Reading notes by Yu Guan: Low-power Internet of Things with NDN & Cooperative Caching

2017-11-11

Posted by 关宇

This is a resubmitted paper of 2016 GLOBECOM “A Named Data Network Approach to Energy Efficiency in IoT ”

The propose of this paper:

energy efficiency in the IoT

At present, there are several methods to save energy in IoT, they can be considered as several design space. So an energy-saving architecture can be regarded as the combination of the following 4 methods.

  1. Energy efficient hardware with micro-controller and radio consuming energy in mW range and ultra-efficient sleep modes in nW range. Energy harvesting techniques may also be applicable in some cases.
  2. Radio duty-cycling (RDC) at the MAC layer. They achieve low power by minimizing idle listening.
  3. Less chatty network layer protocols avoid communication in broadcast/multicast as the 6loWPAN protocols that adapt IPv6 to the IoT.
  4. Centralized content caching in the cloud or on a proxy, e.g. CoAP / HTTP caching.

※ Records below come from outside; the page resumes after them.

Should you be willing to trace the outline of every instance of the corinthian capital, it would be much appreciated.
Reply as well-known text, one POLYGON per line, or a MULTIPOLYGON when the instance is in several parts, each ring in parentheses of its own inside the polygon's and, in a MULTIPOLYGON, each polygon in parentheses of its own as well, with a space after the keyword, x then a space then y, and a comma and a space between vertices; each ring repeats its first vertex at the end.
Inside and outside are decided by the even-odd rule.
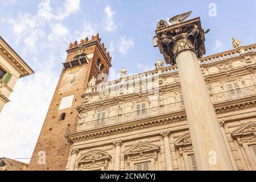
POLYGON ((164 131, 161 132, 160 133, 160 134, 161 135, 162 135, 163 137, 166 137, 166 136, 170 136, 170 133, 169 131, 164 131))
POLYGON ((113 142, 113 143, 116 146, 121 146, 123 144, 123 142, 122 142, 121 140, 119 140, 114 141, 113 142))
POLYGON ((71 155, 73 155, 74 154, 77 154, 79 152, 79 149, 78 149, 77 148, 71 148, 70 150, 70 153, 71 155))
POLYGON ((204 33, 199 18, 156 30, 157 46, 166 62, 176 64, 175 57, 181 52, 192 50, 201 57, 205 53, 204 33))

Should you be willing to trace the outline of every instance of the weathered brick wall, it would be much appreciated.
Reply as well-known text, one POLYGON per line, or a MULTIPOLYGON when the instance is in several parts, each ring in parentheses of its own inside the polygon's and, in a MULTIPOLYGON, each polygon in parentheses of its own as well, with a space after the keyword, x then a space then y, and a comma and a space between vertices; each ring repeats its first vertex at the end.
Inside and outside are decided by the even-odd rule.
MULTIPOLYGON (((69 125, 76 123, 77 111, 75 109, 82 104, 81 96, 85 93, 85 88, 92 76, 97 78, 98 74, 96 67, 96 58, 100 57, 104 60, 96 46, 86 48, 87 55, 94 53, 89 59, 89 63, 76 66, 72 68, 63 70, 55 92, 51 102, 39 139, 33 152, 28 170, 65 170, 69 153, 69 144, 64 138, 66 129, 69 125), (75 81, 71 80, 76 76, 75 81), (75 95, 72 107, 59 110, 63 97, 75 95), (60 115, 66 113, 64 121, 59 121, 60 115), (44 151, 46 154, 46 164, 39 164, 39 152, 44 151)), ((75 54, 69 53, 67 60, 72 59, 75 54)), ((108 65, 105 68, 108 70, 108 65)), ((47 90, 46 90, 47 91, 47 90)))

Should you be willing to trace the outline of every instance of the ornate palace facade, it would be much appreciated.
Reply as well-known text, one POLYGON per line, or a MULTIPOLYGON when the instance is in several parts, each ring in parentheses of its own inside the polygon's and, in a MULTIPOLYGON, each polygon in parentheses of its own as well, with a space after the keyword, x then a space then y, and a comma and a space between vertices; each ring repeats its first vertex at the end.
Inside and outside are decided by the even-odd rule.
POLYGON ((201 57, 200 19, 172 23, 158 23, 154 45, 173 65, 158 60, 155 70, 129 77, 123 68, 109 82, 96 79, 111 67, 98 35, 71 44, 28 169, 256 170, 256 44, 241 46, 234 39, 233 49, 201 57), (200 93, 185 87, 182 77, 189 73, 181 74, 179 61, 186 58, 177 55, 183 51, 183 56, 196 52, 193 64, 203 81, 192 81, 205 84, 200 93), (195 100, 188 102, 187 94, 195 100), (207 104, 198 111, 201 100, 207 104), (218 142, 203 145, 217 140, 215 134, 218 142), (46 164, 38 163, 42 151, 46 164), (228 160, 220 164, 223 156, 228 160))

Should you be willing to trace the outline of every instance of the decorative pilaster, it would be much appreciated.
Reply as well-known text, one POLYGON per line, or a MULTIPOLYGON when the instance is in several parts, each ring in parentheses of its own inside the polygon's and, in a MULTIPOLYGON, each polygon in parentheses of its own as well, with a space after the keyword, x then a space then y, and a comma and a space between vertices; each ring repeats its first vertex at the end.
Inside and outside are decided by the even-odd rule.
POLYGON ((220 123, 220 126, 221 127, 221 133, 222 133, 222 135, 223 135, 223 138, 224 138, 224 140, 225 140, 225 143, 226 143, 226 147, 228 148, 228 150, 229 151, 229 156, 230 156, 233 167, 234 168, 234 171, 237 171, 237 170, 238 170, 238 169, 237 168, 237 164, 236 164, 236 161, 234 158, 234 155, 233 155, 233 153, 232 153, 232 150, 231 150, 230 146, 229 146, 229 141, 228 140, 228 138, 226 138, 226 133, 225 133, 224 126, 225 124, 225 121, 223 120, 220 120, 219 121, 219 123, 220 123))
POLYGON ((172 159, 170 147, 170 131, 165 131, 160 134, 163 136, 164 139, 164 156, 166 158, 166 167, 167 171, 173 171, 172 159))
POLYGON ((113 143, 115 146, 115 161, 114 166, 114 171, 120 170, 120 160, 121 160, 121 146, 123 144, 121 140, 114 141, 113 143))
POLYGON ((199 65, 205 52, 200 18, 181 21, 156 32, 166 61, 177 64, 196 163, 199 170, 233 170, 199 65))
POLYGON ((70 161, 69 166, 68 168, 69 171, 74 171, 75 166, 76 165, 76 158, 77 154, 79 152, 79 149, 77 148, 71 148, 70 150, 70 154, 71 155, 71 160, 70 161))

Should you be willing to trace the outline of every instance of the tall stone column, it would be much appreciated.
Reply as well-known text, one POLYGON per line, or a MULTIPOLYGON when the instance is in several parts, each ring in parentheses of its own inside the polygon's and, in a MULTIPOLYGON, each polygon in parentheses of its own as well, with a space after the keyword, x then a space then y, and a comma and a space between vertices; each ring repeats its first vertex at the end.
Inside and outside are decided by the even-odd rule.
POLYGON ((121 146, 122 144, 122 140, 114 141, 113 144, 115 146, 115 161, 114 165, 114 171, 120 171, 120 160, 121 160, 121 146))
POLYGON ((170 147, 170 132, 166 131, 160 133, 164 139, 164 157, 166 158, 166 171, 173 171, 172 154, 170 147))
POLYGON ((228 148, 228 151, 229 151, 229 156, 230 156, 231 162, 232 162, 233 167, 234 168, 234 171, 238 171, 237 164, 236 163, 236 160, 234 158, 234 155, 232 153, 232 150, 231 150, 230 146, 229 146, 229 141, 228 140, 228 138, 226 138, 226 133, 225 133, 224 126, 223 126, 225 123, 225 121, 223 120, 219 121, 220 126, 221 127, 221 132, 223 135, 223 138, 224 138, 225 143, 226 143, 226 146, 228 148))
POLYGON ((75 166, 76 166, 76 158, 77 154, 79 152, 79 150, 77 148, 72 148, 70 150, 71 156, 71 160, 70 161, 69 166, 68 167, 69 171, 74 171, 75 166))
POLYGON ((198 57, 205 52, 200 18, 156 31, 165 56, 177 64, 187 118, 199 170, 233 170, 198 57))

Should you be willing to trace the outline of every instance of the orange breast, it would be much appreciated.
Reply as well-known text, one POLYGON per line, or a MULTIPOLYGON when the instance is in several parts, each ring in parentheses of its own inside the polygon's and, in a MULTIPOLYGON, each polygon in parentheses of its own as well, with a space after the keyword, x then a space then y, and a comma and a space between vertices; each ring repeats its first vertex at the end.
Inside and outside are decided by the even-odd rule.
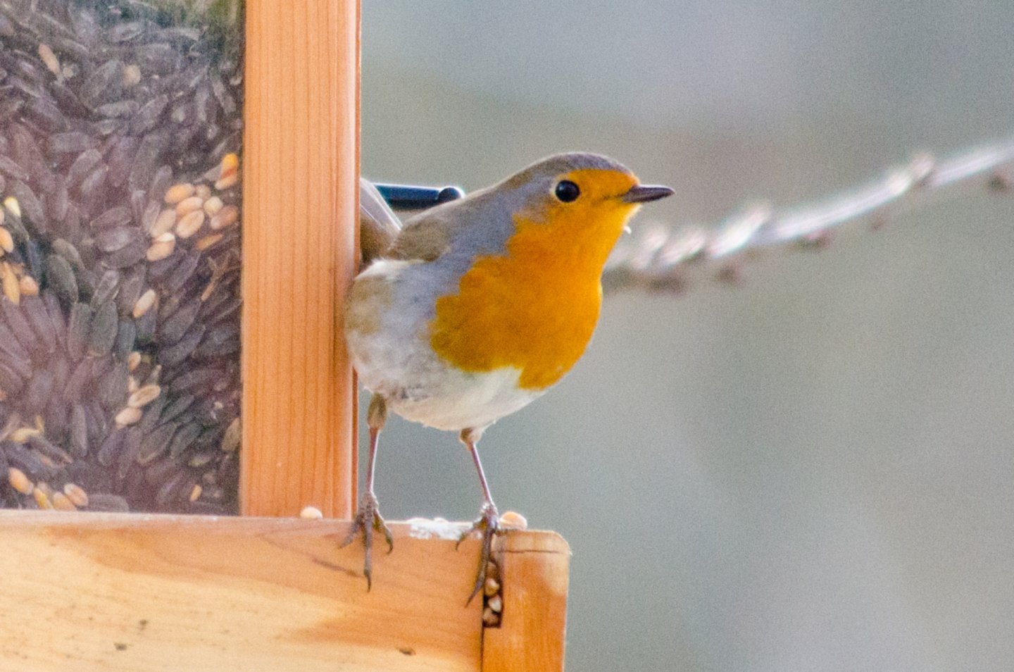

In this paper, authors mainly focus on the last design space——how to do energy saving through caching technology.

 

Standard approach and drawbacks

Standard approach: With centralized content caching in place, content availability is preserved by a proxy or the cloud, while IoT devices sleep a large part of the time.

Drawbacks:

  1. when the local network gathers a large number of nodes, explicit synchronization and coordination of RDC with a MAC layer based on TSCH becomes impractical
  2. connectivity with the designated gateway/proxy is intermittent, and centralized caching of IoT content fails.

 

So, in this paper, authors propose in-network caching in IoT.

The purpose of this paper is maximizing the tradeoff of availability and energy saving.

Objective function:

max{alpha*A(c, p) + beta*E(c, p)}

A: availability

E: energy

constants:

L: constant. The freshness of requested data. L = x means that the requested data must be the data in the latest x versions. Else this data is regarded unavailable.

variations:

c: caching strategy. In this paper, authors tests 3 strategies: no cache, random caching and MDMR.

p: sleeping probability. Each device has p probability in sleep and 1 – p awake.

 

Conclusion

In-network caching can provide high availability and energy efficiency compared with no in-network caching.

 

Some ideas about this work

  1. Different sensors should have different behaviors. Simply configure all sensors’ sleep ratio to p doesn’t make sense. We need to acknowledge the behavior of different kinds of sensors and formulate the objective function in detail.
  2. Although coordinate sleep is compared to this solution, this solution doesn’t apply coordinate sleep. I think coordinate sleep strategy is also useful in energy-aware caching strategy.
  3. This work is a pure mathematical problem. I think it is far way from actual usage.